There’s a reason I loathe watching romantic comedy movies. It makes me want to grab a whole box of tissues, cry enough buckets to drown a whole town and then some. But I also love, love, love Drew Barrymore. And her cute little smile and all of the movies that she’s done.
Specially Going the Distance.
If you haven’t seen this movie, pause and go watch it. It’s about a thirty-something intern called Erin who falls in love, over the summer, with a guy named Garrett, who manages a band and hates his job. Just briefly, they fall in love over the summer without even planning to. Since she must go back to San Francisco in a span of six weeks of meeting him, they agree on a casual fling.
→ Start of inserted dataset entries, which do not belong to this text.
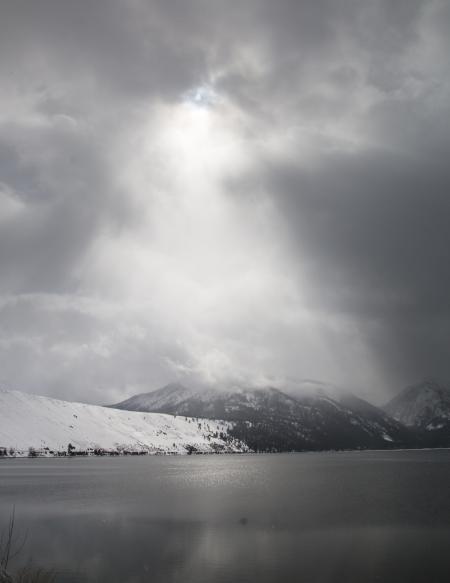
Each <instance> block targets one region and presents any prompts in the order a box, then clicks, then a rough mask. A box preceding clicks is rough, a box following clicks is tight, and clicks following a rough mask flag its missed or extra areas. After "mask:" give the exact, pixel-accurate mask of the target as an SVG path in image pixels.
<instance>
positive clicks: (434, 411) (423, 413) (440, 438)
mask: <svg viewBox="0 0 450 583" xmlns="http://www.w3.org/2000/svg"><path fill="white" fill-rule="evenodd" d="M384 410H385V411H386V412H387V413H388V414H389V415H391V416H392V417H394V418H395V419H397V420H398V421H400V422H401V423H403V424H404V425H406V426H408V427H411V428H413V429H415V430H416V431H417V432H418V433H419V439H420V445H422V446H427V447H450V387H449V386H447V385H444V384H442V383H439V382H437V381H435V380H432V379H427V380H424V381H422V382H420V383H418V384H416V385H412V386H410V387H407V388H406V389H404V390H403V391H402V392H401V393H400V394H399V395H397V396H396V397H394V398H393V399H392V400H391V401H389V403H387V404H386V405H385V406H384Z"/></svg>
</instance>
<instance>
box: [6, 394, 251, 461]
mask: <svg viewBox="0 0 450 583" xmlns="http://www.w3.org/2000/svg"><path fill="white" fill-rule="evenodd" d="M230 429H231V425H230V424H229V423H227V422H221V421H210V420H204V421H202V422H201V423H198V422H197V420H193V419H185V418H179V417H177V418H175V417H173V416H171V415H163V414H157V413H146V414H144V413H136V412H127V411H117V410H114V409H109V408H106V407H100V406H96V405H86V404H83V403H70V402H66V401H59V400H57V399H50V398H47V397H40V396H37V395H30V394H26V393H20V392H18V391H0V447H2V448H8V449H9V448H10V447H13V448H15V449H16V450H22V451H26V450H27V449H28V448H29V447H34V448H36V449H43V448H46V447H47V448H49V449H50V450H53V451H67V447H68V444H69V443H71V444H72V445H73V446H75V447H76V448H77V449H82V450H85V449H87V448H102V449H107V450H125V449H133V450H140V451H145V452H149V453H159V452H170V453H186V451H188V450H189V449H192V448H195V449H197V450H199V451H203V452H213V451H229V452H233V451H243V450H245V449H246V448H245V446H243V445H242V444H240V443H237V442H236V441H235V440H233V439H232V438H231V437H230V435H229V432H230ZM221 436H223V438H222V437H221Z"/></svg>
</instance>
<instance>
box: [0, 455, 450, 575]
mask: <svg viewBox="0 0 450 583" xmlns="http://www.w3.org/2000/svg"><path fill="white" fill-rule="evenodd" d="M13 505H15V507H16V533H17V534H18V535H19V536H20V535H21V534H24V533H25V532H27V540H26V543H25V546H24V548H23V550H22V552H21V554H20V556H19V557H18V559H16V565H17V564H18V562H20V561H21V562H27V561H29V560H32V562H33V564H34V565H40V566H44V567H51V568H53V569H55V570H56V571H57V572H58V573H59V574H58V576H57V581H58V582H59V581H61V582H69V581H70V582H82V581H83V582H101V583H103V582H108V583H115V582H117V583H119V582H120V583H138V582H152V583H159V582H161V583H172V582H173V583H175V582H183V583H186V582H187V583H191V582H192V583H194V582H195V583H231V582H233V583H250V582H258V583H268V582H275V581H280V582H285V581H286V582H289V581H293V582H299V583H323V582H342V583H352V582H355V583H356V582H357V583H368V582H372V581H373V582H375V581H379V582H383V583H386V582H395V583H403V582H404V583H414V582H416V581H417V582H421V583H433V582H438V583H441V582H446V583H447V582H448V581H450V451H448V450H435V451H395V452H394V451H392V452H378V451H377V452H367V451H365V452H345V453H302V454H275V455H223V456H220V455H218V456H214V455H210V456H184V457H181V456H180V457H150V456H146V457H121V458H106V457H105V458H70V459H58V458H56V459H12V460H1V461H0V520H1V522H0V524H1V525H6V522H7V520H8V517H9V514H10V512H11V508H12V507H13Z"/></svg>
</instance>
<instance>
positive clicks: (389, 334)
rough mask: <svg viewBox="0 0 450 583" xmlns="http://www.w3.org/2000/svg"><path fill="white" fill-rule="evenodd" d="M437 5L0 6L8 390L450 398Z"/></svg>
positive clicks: (3, 345)
mask: <svg viewBox="0 0 450 583" xmlns="http://www.w3.org/2000/svg"><path fill="white" fill-rule="evenodd" d="M449 25H450V6H449V4H448V2H446V1H445V0H408V1H406V0H405V1H403V0H396V1H387V0H375V1H373V0H371V1H369V0H368V1H367V2H366V1H363V2H361V1H359V0H358V1H357V0H338V1H336V0H305V1H303V0H302V1H293V0H292V1H291V0H283V1H280V2H276V3H275V2H272V1H269V0H267V1H265V0H258V1H256V0H254V1H250V0H246V1H243V2H239V3H238V4H236V5H235V6H234V5H233V6H231V5H230V3H224V2H214V1H212V2H211V1H208V2H206V1H204V0H189V1H181V0H180V1H178V0H170V1H160V2H159V1H156V0H155V1H144V0H132V1H130V2H127V3H123V2H119V1H117V2H115V1H112V2H111V1H110V0H108V1H98V2H95V3H92V2H87V1H86V2H85V1H80V2H61V1H56V0H54V1H50V0H41V1H40V2H32V1H24V0H23V1H22V0H16V1H15V2H6V1H4V2H1V3H0V78H1V87H2V92H1V95H0V272H1V278H0V380H1V382H2V384H3V385H6V386H8V387H12V388H17V389H22V390H28V391H36V392H41V393H44V394H49V395H54V396H61V397H64V398H77V399H81V400H89V401H93V402H107V401H112V400H115V399H117V398H120V397H123V396H125V395H128V394H131V393H133V392H136V391H142V390H149V389H151V388H156V387H157V386H158V385H160V384H161V383H163V382H166V381H169V380H172V379H173V378H174V377H177V378H180V379H182V380H185V381H186V382H191V383H194V382H240V383H265V382H277V381H280V382H281V381H282V379H283V378H284V377H291V378H304V377H315V378H322V379H324V380H327V381H331V382H335V383H337V384H344V385H347V386H349V387H350V388H352V389H354V390H357V391H358V392H360V394H362V395H363V396H368V395H369V396H371V397H372V398H374V399H375V400H382V399H384V398H385V397H386V396H387V395H388V394H389V393H390V392H392V391H396V390H398V389H399V388H401V386H402V385H403V384H406V383H408V382H412V381H414V380H416V379H417V378H418V377H421V376H425V375H437V376H441V377H448V378H450V364H449V362H450V361H449V358H448V346H449V344H450V343H449V340H450V338H449V330H450V301H449V299H448V297H449V287H450V268H449V262H448V249H449V247H450V229H448V226H447V223H448V220H449V217H450V208H449V207H450V202H449V201H450V197H449V186H450V170H449V165H448V159H449V154H450V131H449V130H450V128H449V124H450V111H449V110H450V58H449V55H450V41H449V39H448V30H449Z"/></svg>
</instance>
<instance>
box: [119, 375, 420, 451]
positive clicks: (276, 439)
mask: <svg viewBox="0 0 450 583" xmlns="http://www.w3.org/2000/svg"><path fill="white" fill-rule="evenodd" d="M319 385H320V383H319ZM320 389H321V390H320V391H318V392H317V391H311V390H306V391H305V390H300V391H299V394H297V395H296V396H293V392H292V391H290V394H287V393H286V392H283V391H282V390H280V389H278V388H275V387H264V388H261V387H259V388H251V387H250V388H248V387H247V388H246V387H233V388H226V389H220V388H219V389H207V390H204V389H188V388H186V387H184V386H183V385H181V384H169V385H166V386H165V387H161V388H160V389H157V390H156V391H153V392H150V393H141V394H139V395H135V396H134V397H131V398H129V399H127V400H125V401H123V402H121V403H117V404H115V405H113V406H112V407H116V408H119V409H128V410H129V409H133V408H138V410H140V411H142V410H146V411H157V412H164V413H171V414H176V415H189V416H193V417H199V418H200V417H208V418H213V419H215V418H221V419H226V420H229V421H233V422H235V423H236V425H235V426H234V428H233V430H232V431H233V434H234V435H235V436H236V437H238V438H239V439H242V440H243V441H245V442H246V443H247V444H248V445H249V446H250V447H251V448H252V449H255V450H257V451H292V450H294V451H302V450H322V449H358V448H385V447H392V446H394V445H396V446H408V444H409V443H410V442H411V436H410V432H409V431H408V429H406V428H405V427H404V426H403V425H402V424H401V423H399V422H397V421H395V420H394V419H392V418H390V417H389V416H388V414H387V413H385V412H384V411H382V410H380V409H378V408H377V407H375V406H374V405H371V404H369V403H367V402H366V401H363V400H362V399H358V398H357V397H355V396H354V395H352V394H351V393H350V392H348V391H339V398H338V396H337V393H336V396H335V395H333V396H334V398H333V397H332V396H330V394H327V393H330V391H325V390H322V389H323V386H320ZM333 390H334V389H333Z"/></svg>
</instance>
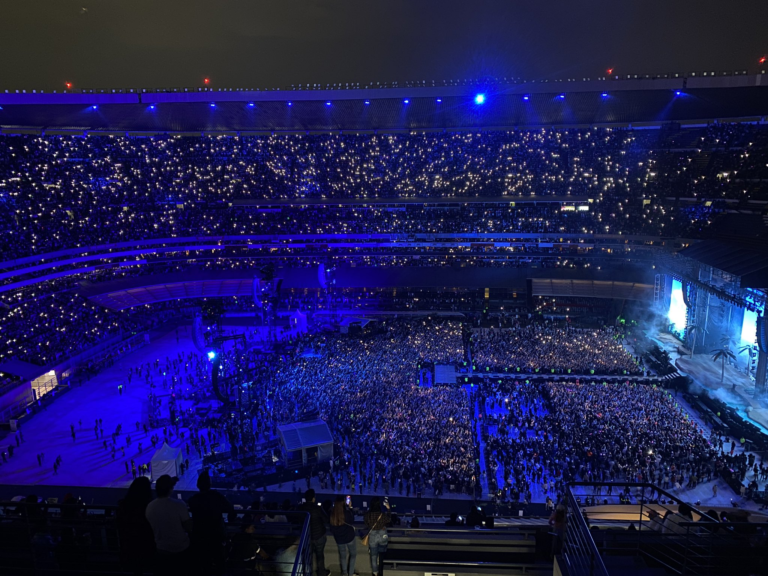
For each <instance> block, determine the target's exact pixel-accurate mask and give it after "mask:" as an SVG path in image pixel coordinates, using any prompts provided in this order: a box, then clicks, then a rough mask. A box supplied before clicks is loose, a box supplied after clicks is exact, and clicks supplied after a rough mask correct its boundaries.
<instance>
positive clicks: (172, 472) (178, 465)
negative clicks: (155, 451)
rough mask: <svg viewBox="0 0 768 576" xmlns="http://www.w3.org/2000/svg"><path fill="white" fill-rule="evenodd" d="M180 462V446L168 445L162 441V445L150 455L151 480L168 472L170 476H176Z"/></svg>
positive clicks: (180, 456)
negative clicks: (151, 454) (151, 463)
mask: <svg viewBox="0 0 768 576" xmlns="http://www.w3.org/2000/svg"><path fill="white" fill-rule="evenodd" d="M181 462H182V457H181V448H173V447H171V446H168V443H166V442H163V445H162V446H161V447H160V448H158V449H157V452H155V455H154V456H152V460H151V463H152V482H154V481H155V480H157V479H158V478H160V476H162V475H163V474H168V476H171V477H173V476H178V475H179V465H180V464H181Z"/></svg>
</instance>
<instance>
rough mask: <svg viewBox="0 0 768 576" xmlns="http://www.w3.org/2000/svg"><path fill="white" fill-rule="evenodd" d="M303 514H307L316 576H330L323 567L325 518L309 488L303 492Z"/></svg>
mask: <svg viewBox="0 0 768 576" xmlns="http://www.w3.org/2000/svg"><path fill="white" fill-rule="evenodd" d="M301 509H302V510H303V511H304V512H309V541H310V545H311V546H312V554H313V555H314V557H315V564H316V572H315V573H316V574H317V576H330V574H331V571H330V570H328V569H327V568H326V567H325V542H326V540H327V537H326V535H325V520H326V518H327V516H326V515H325V513H324V512H323V509H322V507H321V506H320V503H319V502H316V501H315V491H314V490H313V489H312V488H310V489H309V490H307V491H306V492H304V505H303V506H302V507H301Z"/></svg>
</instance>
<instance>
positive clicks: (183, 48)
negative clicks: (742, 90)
mask: <svg viewBox="0 0 768 576" xmlns="http://www.w3.org/2000/svg"><path fill="white" fill-rule="evenodd" d="M765 7H766V4H765V0H733V1H723V0H699V1H689V0H589V1H587V2H575V1H573V0H546V1H543V0H542V1H527V2H526V1H517V0H496V1H490V0H461V1H459V0H381V1H377V2H372V1H366V0H270V1H261V0H240V1H229V0H34V1H32V0H7V1H5V2H3V4H2V7H0V62H2V64H0V89H21V88H24V89H33V88H38V89H57V88H63V87H64V83H65V82H67V81H70V82H73V83H74V87H75V88H113V87H114V88H127V87H146V88H153V87H181V86H201V85H202V81H203V78H205V77H210V79H211V86H212V87H214V88H216V87H221V88H224V87H232V88H249V87H254V88H255V87H284V86H288V85H290V84H299V83H302V84H305V83H322V84H325V83H334V82H368V81H371V80H373V81H394V80H398V81H405V80H433V79H434V80H444V79H460V78H477V77H482V76H499V77H503V76H506V77H521V78H527V79H544V78H551V79H556V78H581V77H585V76H588V77H596V76H600V75H603V74H604V72H605V70H606V69H607V68H614V69H615V71H616V72H615V73H618V74H621V73H664V72H686V71H703V70H715V71H719V70H739V69H749V70H751V71H756V70H757V62H758V59H759V58H760V57H761V56H763V55H765V54H766V53H768V33H766V29H765V21H766V20H765Z"/></svg>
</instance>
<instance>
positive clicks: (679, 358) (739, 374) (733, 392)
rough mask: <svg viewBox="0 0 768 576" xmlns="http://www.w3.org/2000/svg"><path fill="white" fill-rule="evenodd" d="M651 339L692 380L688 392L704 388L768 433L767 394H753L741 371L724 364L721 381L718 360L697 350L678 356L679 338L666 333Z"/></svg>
mask: <svg viewBox="0 0 768 576" xmlns="http://www.w3.org/2000/svg"><path fill="white" fill-rule="evenodd" d="M653 340H655V341H656V342H657V343H658V344H659V345H660V347H661V348H662V349H663V350H666V351H667V352H668V353H669V357H670V360H671V361H672V364H673V365H674V366H675V368H677V370H678V372H680V374H681V375H683V376H689V377H690V378H691V379H692V380H693V386H692V388H691V389H690V393H691V394H694V395H699V394H702V393H703V392H705V391H706V393H708V394H709V395H710V396H712V397H714V398H717V399H718V400H721V401H723V402H724V403H726V404H727V405H728V406H731V407H732V408H734V409H735V410H736V411H737V412H738V413H739V415H741V416H742V417H743V418H744V419H747V420H749V421H752V422H753V423H755V424H757V425H759V426H760V427H761V429H762V430H763V432H765V433H768V396H766V394H764V393H763V394H758V395H756V394H755V382H754V380H753V379H752V378H750V377H749V376H747V374H745V373H744V371H743V370H740V369H738V368H737V367H735V366H733V365H731V364H726V365H725V377H724V378H723V379H722V381H721V372H722V366H721V364H720V362H719V361H718V362H715V361H713V360H712V354H711V353H709V352H707V353H705V354H698V353H697V354H694V355H693V357H691V355H690V354H682V355H681V354H680V352H682V350H679V347H680V346H681V344H680V341H679V340H678V339H677V338H675V337H674V336H672V335H671V334H668V333H661V334H657V335H655V336H654V337H653Z"/></svg>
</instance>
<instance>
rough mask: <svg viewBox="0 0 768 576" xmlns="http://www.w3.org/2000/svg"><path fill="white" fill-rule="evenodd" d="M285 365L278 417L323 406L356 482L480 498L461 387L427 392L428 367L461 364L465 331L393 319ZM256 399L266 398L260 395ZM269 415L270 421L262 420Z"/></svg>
mask: <svg viewBox="0 0 768 576" xmlns="http://www.w3.org/2000/svg"><path fill="white" fill-rule="evenodd" d="M298 349H299V350H307V349H310V350H313V351H314V354H312V355H305V354H304V353H303V352H299V353H298V355H297V356H296V357H295V358H294V359H293V361H292V362H290V363H287V364H284V365H281V366H279V367H278V369H277V371H276V373H275V378H274V390H275V397H274V400H273V402H272V403H271V405H270V406H269V408H267V407H266V406H265V411H271V414H270V415H269V416H271V419H273V420H274V421H276V422H278V423H288V422H293V421H295V420H296V419H297V416H298V415H299V414H301V413H302V412H303V411H306V410H308V409H312V408H316V409H317V410H318V412H319V414H320V416H321V417H322V418H323V419H324V420H326V421H327V422H328V423H329V425H330V426H331V428H332V433H333V435H334V438H335V440H336V442H337V443H338V444H339V445H340V448H341V450H342V451H343V458H342V462H343V464H342V467H341V470H337V471H336V472H339V473H341V474H346V475H347V476H348V477H349V478H351V485H352V486H355V485H360V486H361V487H362V488H365V487H372V486H385V485H388V486H392V489H393V490H394V487H395V486H398V485H399V486H402V484H403V483H405V484H406V485H407V488H408V492H410V491H411V486H413V492H416V490H417V488H418V487H426V486H430V487H432V488H433V489H434V490H437V491H438V492H441V491H443V490H446V491H447V490H450V489H451V487H453V488H452V489H453V490H456V491H461V492H464V493H474V492H473V486H474V483H475V482H476V470H475V465H474V449H473V441H472V438H473V434H472V430H471V427H470V420H469V409H468V399H467V396H466V394H465V393H464V392H463V390H456V389H450V388H438V387H419V386H418V384H419V376H418V365H419V363H420V362H434V363H454V362H458V361H460V360H462V359H463V357H464V347H463V342H462V331H461V325H460V324H459V323H455V322H437V321H433V322H427V323H425V322H424V321H421V320H419V321H415V322H408V321H398V320H390V321H387V322H386V325H385V326H382V328H381V332H379V333H377V334H371V335H369V336H363V337H362V338H358V337H347V338H345V337H337V336H323V335H315V336H308V337H307V338H306V339H304V340H302V341H301V342H300V344H299V347H298ZM257 396H258V394H257ZM264 416H267V414H262V416H261V417H264Z"/></svg>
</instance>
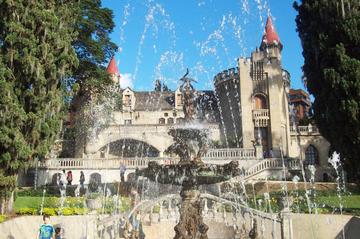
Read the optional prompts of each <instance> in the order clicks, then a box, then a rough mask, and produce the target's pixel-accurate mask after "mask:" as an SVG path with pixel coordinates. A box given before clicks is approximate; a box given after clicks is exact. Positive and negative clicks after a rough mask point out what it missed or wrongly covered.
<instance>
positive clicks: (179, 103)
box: [176, 94, 183, 106]
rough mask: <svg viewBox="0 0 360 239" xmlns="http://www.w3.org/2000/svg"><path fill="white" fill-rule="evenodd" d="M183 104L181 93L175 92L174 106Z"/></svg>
mask: <svg viewBox="0 0 360 239" xmlns="http://www.w3.org/2000/svg"><path fill="white" fill-rule="evenodd" d="M182 104H183V102H182V95H181V94H177V95H176V106H181V105H182Z"/></svg>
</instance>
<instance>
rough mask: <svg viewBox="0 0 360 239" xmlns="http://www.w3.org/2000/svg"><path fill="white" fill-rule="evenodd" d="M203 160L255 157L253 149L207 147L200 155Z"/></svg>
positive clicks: (235, 159)
mask: <svg viewBox="0 0 360 239" xmlns="http://www.w3.org/2000/svg"><path fill="white" fill-rule="evenodd" d="M202 158H203V159H204V160H222V159H230V160H239V159H255V158H256V155H255V149H242V148H225V149H209V150H208V151H207V153H206V154H205V155H204V156H203V157H202Z"/></svg>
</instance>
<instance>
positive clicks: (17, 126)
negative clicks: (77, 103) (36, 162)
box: [0, 0, 78, 191]
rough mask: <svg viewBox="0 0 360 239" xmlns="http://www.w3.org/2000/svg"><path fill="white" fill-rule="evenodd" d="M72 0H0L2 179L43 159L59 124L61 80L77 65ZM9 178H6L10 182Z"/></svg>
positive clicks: (0, 121) (61, 114) (59, 119)
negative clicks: (0, 0) (61, 0)
mask: <svg viewBox="0 0 360 239" xmlns="http://www.w3.org/2000/svg"><path fill="white" fill-rule="evenodd" d="M76 8H77V6H76V5H75V4H74V3H73V1H57V0H36V1H35V0H17V1H12V0H1V1H0V88H1V91H0V178H1V179H2V181H3V182H5V181H8V183H7V184H6V185H7V186H6V185H0V191H1V190H3V189H4V188H5V189H9V187H10V188H12V186H13V185H14V180H16V175H17V173H18V172H19V170H20V169H22V168H24V167H26V166H27V165H28V163H29V162H31V159H32V158H34V157H44V156H45V155H46V154H47V152H48V150H49V148H50V146H51V145H52V144H53V142H54V140H55V138H56V137H57V134H58V132H59V129H60V128H61V117H62V113H61V109H62V103H63V92H64V88H63V84H62V83H63V79H64V78H66V77H67V76H69V74H70V73H71V70H72V69H73V67H75V66H76V65H77V62H78V61H77V57H76V54H75V51H74V49H73V48H72V46H71V43H72V42H73V40H74V39H75V37H76V32H75V30H74V28H73V26H74V23H75V22H74V19H73V15H74V14H75V11H76ZM7 179H8V180H7Z"/></svg>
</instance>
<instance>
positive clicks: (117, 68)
mask: <svg viewBox="0 0 360 239" xmlns="http://www.w3.org/2000/svg"><path fill="white" fill-rule="evenodd" d="M106 71H107V72H108V73H109V74H111V75H112V74H116V75H120V72H119V69H118V68H117V66H116V62H115V57H111V60H110V62H109V65H108V67H107V68H106Z"/></svg>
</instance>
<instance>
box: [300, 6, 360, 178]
mask: <svg viewBox="0 0 360 239" xmlns="http://www.w3.org/2000/svg"><path fill="white" fill-rule="evenodd" d="M294 7H295V9H296V10H297V11H298V16H297V17H296V23H297V31H298V33H299V36H300V38H301V41H302V46H303V56H304V58H305V62H304V66H303V71H304V75H305V77H306V84H307V88H308V90H309V92H310V93H311V94H313V95H314V98H315V101H314V117H315V121H316V124H317V125H318V127H319V129H320V132H321V134H322V135H323V136H324V137H325V138H326V139H327V140H328V141H329V142H330V143H331V145H332V147H333V148H334V150H336V151H338V152H340V153H341V155H342V159H343V161H344V166H345V168H346V170H347V172H348V176H349V178H350V179H352V180H354V179H356V180H360V174H359V173H360V159H359V155H360V3H359V1H358V0H341V1H340V0H338V1H334V0H318V1H313V0H302V2H301V4H299V3H297V2H295V3H294Z"/></svg>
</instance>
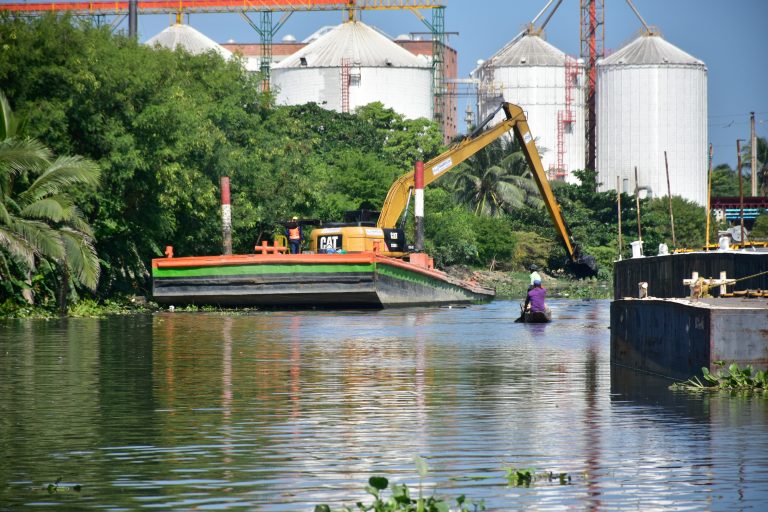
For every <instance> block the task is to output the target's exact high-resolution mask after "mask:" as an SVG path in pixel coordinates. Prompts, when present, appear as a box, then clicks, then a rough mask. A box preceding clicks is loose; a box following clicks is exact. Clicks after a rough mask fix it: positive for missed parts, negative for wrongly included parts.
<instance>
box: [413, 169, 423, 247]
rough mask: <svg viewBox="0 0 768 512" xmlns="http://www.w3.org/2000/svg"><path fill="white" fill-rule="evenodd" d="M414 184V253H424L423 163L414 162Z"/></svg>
mask: <svg viewBox="0 0 768 512" xmlns="http://www.w3.org/2000/svg"><path fill="white" fill-rule="evenodd" d="M413 182H414V199H415V201H416V202H415V204H414V214H415V217H416V219H415V220H416V223H415V227H416V243H415V244H414V246H415V249H416V252H424V162H421V161H419V162H416V169H415V170H414V173H413Z"/></svg>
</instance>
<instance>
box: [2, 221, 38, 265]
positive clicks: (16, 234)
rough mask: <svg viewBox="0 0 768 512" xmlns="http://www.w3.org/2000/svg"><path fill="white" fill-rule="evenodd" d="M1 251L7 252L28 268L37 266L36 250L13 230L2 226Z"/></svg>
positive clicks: (28, 242)
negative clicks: (35, 257) (25, 265)
mask: <svg viewBox="0 0 768 512" xmlns="http://www.w3.org/2000/svg"><path fill="white" fill-rule="evenodd" d="M0 249H3V250H4V251H5V252H7V253H8V254H9V255H10V256H11V258H13V259H15V260H17V261H21V262H23V263H24V264H25V265H26V266H27V268H29V269H33V268H34V265H35V250H34V248H33V247H32V246H31V245H29V242H27V241H26V240H25V239H23V238H21V237H19V236H18V234H16V233H15V232H14V231H13V230H10V229H7V228H5V227H3V226H0Z"/></svg>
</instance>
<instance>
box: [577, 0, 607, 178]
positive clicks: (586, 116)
mask: <svg viewBox="0 0 768 512" xmlns="http://www.w3.org/2000/svg"><path fill="white" fill-rule="evenodd" d="M580 27H581V30H580V33H581V57H582V58H583V59H584V62H585V67H586V70H585V71H586V73H587V92H586V104H587V112H586V114H587V115H586V116H585V117H586V134H587V137H586V138H587V148H586V149H587V151H586V153H587V161H586V162H585V165H586V168H587V169H593V170H594V169H595V155H596V139H595V130H596V127H597V114H596V108H597V107H596V105H595V91H596V90H597V59H599V58H601V57H604V56H605V0H581V25H580Z"/></svg>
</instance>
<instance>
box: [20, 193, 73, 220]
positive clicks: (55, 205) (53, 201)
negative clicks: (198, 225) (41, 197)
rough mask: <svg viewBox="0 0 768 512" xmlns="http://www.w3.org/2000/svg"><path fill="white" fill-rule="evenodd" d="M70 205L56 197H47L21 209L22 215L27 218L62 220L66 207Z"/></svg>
mask: <svg viewBox="0 0 768 512" xmlns="http://www.w3.org/2000/svg"><path fill="white" fill-rule="evenodd" d="M69 206H71V204H69V205H64V204H62V203H61V202H60V201H58V200H57V199H56V198H53V197H47V198H44V199H40V200H38V201H35V202H34V203H32V204H28V205H27V206H25V207H24V208H22V209H21V212H20V215H21V216H23V217H24V218H27V219H39V220H44V221H51V222H61V221H62V220H64V216H65V211H66V208H67V207H69Z"/></svg>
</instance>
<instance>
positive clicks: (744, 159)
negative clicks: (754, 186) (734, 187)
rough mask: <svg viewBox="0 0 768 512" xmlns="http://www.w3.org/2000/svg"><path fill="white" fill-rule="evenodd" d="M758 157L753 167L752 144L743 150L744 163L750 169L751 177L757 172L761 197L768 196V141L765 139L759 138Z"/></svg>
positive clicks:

But love doesn’t really work that way, and they end up crazy about each other.
Soon, they’re exclusive and decide to do the long-distance thing. Erin gets offered a job at a newspaper in San Fran, and is not sure of what to do, because she’s been in the same situation before and she followed the guy around. Garrett tries to find a job in San Fran so he can move there and be with her, but there are NO jobs. Over the next few months, distance makes it really hard and they call it quits.
And then some miracle helps them meet halfway and everyone is happy.
The thing is, distance sucks. I can tell you that because I’ve been in the exact same situation, and things get super crazy. You start to doubt yourself. It’s easy to have a romance and everything when you’re in the same city as your partner because you guys KNOW that you can just pop over and see them. With long-distance, there’s no knowing. At all. And boy, that’s so exhausting. Nothing makes you question your self-worth, your existence, and yourself in general, like a long-distance relationship does.
Am I not worth it? Is he cheating? He’s online till 4 AM and he wasn’t talking to me. He doesn’t send flowers, is he not into me anymore? He doesn’t call, has he gotten tired of me? Should I drop my plans of flying to see him on his birthday? That list, that bloody stupid list, is endless.
You know what’s worse? Having an introvert partner on top of that. Long-distance and under-sharing do NOT go hand in hand. Your partner shuts you out and makes you feel like turd and doesn’t even realize because that’s what comes normally and totally naturally to them. You try sending hints and hints fall flat. And when they do get the hint, they try to overcompensate and it doesn’t really feel as good. Nothing feels as good, not until things happen organically. Plans are made, and cancelled. Tickets are made, and cancelled. And eventually, you start pulling away. Emotionally and physically. You don’t visit as often because you’re scared you’ll be troubling them. Doubts and depressing thoughts chase each other around in your head in circles till one fine day you wake up with an aneurysm and go, “FUCK THAT SHIT.”
Eventually, once distance wins, you don’t have the energy left anymore to start over. But you do. You look for love again. Be with the old flame, or you start swiping. All the time going, fuck you, technology. Fuck you, 2018.